Сайрус понял, что продолжает ставить в зависимость свою удовлетворенность жизнью от того, как его воспринимают окружающие. Это было особенно проблематично, потому что к этому моменту он понял, что люди считают его «полным придурком». Ведь он только что превратился из видного государственного деятеля в начинающего члена строгого религиозного ордена.
«Я хочу сказать, это же надо было так учудить!»
Пока Сайрус сидел в тишине с пониманием того, с чем он связывает свое психологическое благополучие, что-то изменилось. «Я достиг точки, когда понял, чего на самом деле желает мое сердце. Если бы я просто спросил себя: «Чего ты хочешь?» Ответ был бы: «Быть именно там, где я нахожусь».
Чтобы добраться до этого места радостного присутствия, потребовалось «уменьшить акустический шум и объем информации, которые я получал», – говорит он нам. Но, по его словам, в конечном итоге речь шла еще и о другом. Ему пришлось принять решение, что он «больше не выступает».
Постоянная необходимость думать о том, что сказать, чтобы оправдать ожидания людей, по словам Сайруса, может создать «помехи, которые вытесняют сигнал. А сигнал – это то, что действительно находится в сердце», – говорит он..
За последнее десятилетие ряд авторов, в том числе Алекс Сучжон-Ким Пан, Крис Бейли и Арианна Хаффингтон, описывали, что деловитость, загруженность работой в настоящее время являются основными символами высокого статуса в нашем обществе. Как и Сайрусу, нам знакомо то чувство, когда тихие размышления уступают место неуверенности в себе, и даже чувству вины. Разве я не должен что-то делать? Разве мне не следует зарабатывать на жизнь? Разве мне не обязательно высказывать свое мнение, оставаться на связи или развивать свой бренд?

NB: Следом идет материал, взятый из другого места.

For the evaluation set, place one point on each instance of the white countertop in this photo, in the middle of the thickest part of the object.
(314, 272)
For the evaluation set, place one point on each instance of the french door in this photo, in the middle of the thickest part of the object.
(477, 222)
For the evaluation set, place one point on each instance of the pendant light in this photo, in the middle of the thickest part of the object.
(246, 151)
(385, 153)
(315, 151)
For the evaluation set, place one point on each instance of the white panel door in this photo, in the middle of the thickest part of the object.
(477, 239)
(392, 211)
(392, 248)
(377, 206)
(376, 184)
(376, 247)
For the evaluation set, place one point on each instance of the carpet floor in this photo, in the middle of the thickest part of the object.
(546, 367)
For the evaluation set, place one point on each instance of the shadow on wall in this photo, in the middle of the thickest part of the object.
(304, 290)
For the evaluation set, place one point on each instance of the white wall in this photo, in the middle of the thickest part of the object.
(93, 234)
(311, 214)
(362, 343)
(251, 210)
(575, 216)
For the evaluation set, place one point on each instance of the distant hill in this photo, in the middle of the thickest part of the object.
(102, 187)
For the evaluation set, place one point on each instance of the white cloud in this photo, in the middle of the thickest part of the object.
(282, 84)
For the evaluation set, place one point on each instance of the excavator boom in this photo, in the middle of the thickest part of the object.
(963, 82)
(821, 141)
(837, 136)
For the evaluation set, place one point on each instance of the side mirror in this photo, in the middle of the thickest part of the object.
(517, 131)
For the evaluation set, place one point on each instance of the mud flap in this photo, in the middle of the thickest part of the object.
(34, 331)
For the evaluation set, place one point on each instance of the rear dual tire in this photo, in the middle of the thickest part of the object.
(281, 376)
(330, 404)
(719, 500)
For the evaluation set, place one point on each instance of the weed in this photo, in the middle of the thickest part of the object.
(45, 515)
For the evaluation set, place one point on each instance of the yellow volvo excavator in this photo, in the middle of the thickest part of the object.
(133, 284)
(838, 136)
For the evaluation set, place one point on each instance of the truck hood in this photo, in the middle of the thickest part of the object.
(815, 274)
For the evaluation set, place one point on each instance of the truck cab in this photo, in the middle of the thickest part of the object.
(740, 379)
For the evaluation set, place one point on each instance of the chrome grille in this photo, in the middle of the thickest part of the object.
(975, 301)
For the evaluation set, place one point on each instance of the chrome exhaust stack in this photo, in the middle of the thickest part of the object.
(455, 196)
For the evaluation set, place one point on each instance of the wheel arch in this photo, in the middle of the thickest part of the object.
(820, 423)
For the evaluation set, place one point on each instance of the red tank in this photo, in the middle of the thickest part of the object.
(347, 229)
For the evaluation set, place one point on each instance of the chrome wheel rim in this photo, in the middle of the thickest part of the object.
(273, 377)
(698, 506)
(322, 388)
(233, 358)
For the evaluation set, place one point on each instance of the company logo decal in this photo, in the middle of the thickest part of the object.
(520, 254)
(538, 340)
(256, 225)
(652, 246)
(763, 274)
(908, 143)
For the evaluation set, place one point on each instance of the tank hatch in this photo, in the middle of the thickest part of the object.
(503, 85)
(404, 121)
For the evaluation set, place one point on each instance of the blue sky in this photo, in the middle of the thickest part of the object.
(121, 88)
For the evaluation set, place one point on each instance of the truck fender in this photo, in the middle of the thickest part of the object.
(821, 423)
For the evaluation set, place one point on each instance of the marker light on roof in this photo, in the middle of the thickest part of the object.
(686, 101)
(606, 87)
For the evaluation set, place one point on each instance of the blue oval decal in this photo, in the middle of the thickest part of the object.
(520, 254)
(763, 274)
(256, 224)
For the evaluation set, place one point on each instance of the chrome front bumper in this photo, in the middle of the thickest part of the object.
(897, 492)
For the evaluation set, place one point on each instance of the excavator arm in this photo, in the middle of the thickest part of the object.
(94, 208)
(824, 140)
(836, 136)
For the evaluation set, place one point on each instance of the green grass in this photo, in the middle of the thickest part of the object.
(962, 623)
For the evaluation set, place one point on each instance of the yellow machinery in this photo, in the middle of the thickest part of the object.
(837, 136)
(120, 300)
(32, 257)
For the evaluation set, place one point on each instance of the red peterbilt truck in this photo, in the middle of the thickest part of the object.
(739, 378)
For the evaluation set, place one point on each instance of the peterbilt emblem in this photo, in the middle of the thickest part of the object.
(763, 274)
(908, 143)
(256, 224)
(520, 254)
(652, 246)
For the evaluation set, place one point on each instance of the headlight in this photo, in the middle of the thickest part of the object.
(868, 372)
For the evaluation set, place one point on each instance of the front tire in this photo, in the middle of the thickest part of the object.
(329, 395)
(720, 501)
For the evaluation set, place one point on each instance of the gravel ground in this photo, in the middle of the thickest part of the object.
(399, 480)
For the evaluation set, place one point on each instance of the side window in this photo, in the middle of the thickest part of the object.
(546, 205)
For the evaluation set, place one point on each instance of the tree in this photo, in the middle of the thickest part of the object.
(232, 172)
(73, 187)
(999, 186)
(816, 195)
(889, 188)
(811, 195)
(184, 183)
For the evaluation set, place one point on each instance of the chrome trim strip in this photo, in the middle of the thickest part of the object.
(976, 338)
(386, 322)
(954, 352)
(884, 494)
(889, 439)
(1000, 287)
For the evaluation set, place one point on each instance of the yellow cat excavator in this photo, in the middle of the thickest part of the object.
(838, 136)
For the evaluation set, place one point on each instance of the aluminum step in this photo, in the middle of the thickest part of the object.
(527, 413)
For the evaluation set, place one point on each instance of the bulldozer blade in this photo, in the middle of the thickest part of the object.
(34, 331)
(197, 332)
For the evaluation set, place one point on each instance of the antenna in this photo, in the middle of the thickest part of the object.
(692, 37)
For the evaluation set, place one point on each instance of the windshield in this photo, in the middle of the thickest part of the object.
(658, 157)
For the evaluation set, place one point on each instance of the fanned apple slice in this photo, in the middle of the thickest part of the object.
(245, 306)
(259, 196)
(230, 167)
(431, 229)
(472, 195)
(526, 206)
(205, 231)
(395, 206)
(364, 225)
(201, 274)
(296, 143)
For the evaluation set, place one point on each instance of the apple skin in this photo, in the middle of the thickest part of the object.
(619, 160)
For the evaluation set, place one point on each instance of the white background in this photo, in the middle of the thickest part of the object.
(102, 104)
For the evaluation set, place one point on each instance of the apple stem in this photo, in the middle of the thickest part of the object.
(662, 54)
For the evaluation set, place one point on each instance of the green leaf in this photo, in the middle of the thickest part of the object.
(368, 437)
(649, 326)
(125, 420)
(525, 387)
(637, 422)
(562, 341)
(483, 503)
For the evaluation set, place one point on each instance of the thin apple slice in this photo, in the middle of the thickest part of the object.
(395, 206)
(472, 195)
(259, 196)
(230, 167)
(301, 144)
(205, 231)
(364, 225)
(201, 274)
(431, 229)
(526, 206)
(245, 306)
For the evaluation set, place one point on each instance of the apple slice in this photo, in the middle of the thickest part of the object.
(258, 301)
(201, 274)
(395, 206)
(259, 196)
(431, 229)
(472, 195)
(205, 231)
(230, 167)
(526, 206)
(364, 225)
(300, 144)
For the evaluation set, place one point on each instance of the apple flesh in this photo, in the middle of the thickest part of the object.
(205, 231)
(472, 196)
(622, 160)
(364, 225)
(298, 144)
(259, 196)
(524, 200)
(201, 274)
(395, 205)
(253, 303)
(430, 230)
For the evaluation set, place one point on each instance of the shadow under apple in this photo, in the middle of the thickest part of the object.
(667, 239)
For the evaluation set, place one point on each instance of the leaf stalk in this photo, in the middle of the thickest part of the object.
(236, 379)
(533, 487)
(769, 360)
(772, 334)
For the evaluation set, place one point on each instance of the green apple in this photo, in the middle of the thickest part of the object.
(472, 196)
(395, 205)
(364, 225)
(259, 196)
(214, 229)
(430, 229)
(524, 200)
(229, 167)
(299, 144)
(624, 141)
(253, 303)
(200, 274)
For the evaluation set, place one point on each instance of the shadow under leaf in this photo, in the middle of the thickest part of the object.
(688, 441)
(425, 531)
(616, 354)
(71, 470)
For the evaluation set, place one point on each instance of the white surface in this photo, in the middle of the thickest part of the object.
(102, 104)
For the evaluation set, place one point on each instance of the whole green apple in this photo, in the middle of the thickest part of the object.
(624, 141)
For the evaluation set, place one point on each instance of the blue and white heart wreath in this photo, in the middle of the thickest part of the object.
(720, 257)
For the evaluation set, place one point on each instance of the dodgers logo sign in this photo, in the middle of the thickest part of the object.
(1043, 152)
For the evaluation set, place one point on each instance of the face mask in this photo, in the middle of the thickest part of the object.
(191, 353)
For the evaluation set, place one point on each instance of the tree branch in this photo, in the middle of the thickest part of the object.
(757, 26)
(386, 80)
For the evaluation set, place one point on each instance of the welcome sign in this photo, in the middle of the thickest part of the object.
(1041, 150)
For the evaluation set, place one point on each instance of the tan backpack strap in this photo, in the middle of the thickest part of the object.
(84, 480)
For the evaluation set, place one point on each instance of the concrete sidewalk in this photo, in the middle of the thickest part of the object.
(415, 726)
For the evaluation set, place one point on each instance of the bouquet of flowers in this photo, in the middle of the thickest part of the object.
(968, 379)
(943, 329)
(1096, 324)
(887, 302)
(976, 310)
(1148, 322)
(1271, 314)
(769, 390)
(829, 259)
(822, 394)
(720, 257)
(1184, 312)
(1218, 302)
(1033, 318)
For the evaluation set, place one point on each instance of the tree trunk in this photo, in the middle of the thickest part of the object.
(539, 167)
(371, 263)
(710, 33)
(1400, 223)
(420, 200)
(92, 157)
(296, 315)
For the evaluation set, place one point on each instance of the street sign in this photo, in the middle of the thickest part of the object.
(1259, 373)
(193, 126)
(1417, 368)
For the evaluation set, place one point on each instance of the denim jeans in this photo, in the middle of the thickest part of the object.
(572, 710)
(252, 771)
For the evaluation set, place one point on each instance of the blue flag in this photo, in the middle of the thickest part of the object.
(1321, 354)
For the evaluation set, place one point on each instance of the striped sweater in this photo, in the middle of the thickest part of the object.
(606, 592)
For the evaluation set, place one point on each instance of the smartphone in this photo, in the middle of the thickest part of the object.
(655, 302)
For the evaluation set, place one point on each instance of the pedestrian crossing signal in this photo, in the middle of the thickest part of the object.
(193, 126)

Писатель и исследователь Линда Стоун предполагает, что за этим может стоять нечто большее, чем просто наше преклонение перед продуктивностью. Почти 30 лет назад она ввела термин «непрерывное частичное внимание», что, по ее мнению, отличается от многозадачности. В то время как многозадачность вызвана желанием быть эффективным, непрерывное частичное внимание вроде как гарантирует, чтобы мы ничего не упустили в своей жизни (16). Постоянно сканируем ландшафт – в наши дни, как правило, цифровой – в поисках связей, самоутверждения и перспектив. Это непрекращающаяся бурная деятельность, синдром упущенной выгоды во всех его проявлениях. Стоун говорит, что непрерывное частичное внимание имитирует «почти постоянный кризис» в нашей нервной системе. Лежащий в его основе страх остаться вне игры или не соответствовать социальным ожиданиям, объясняет, по крайней мере, частично, почему 69 % миллениалов испытывают тревогу, оставаясь даже на котроткое время без смартфона (17).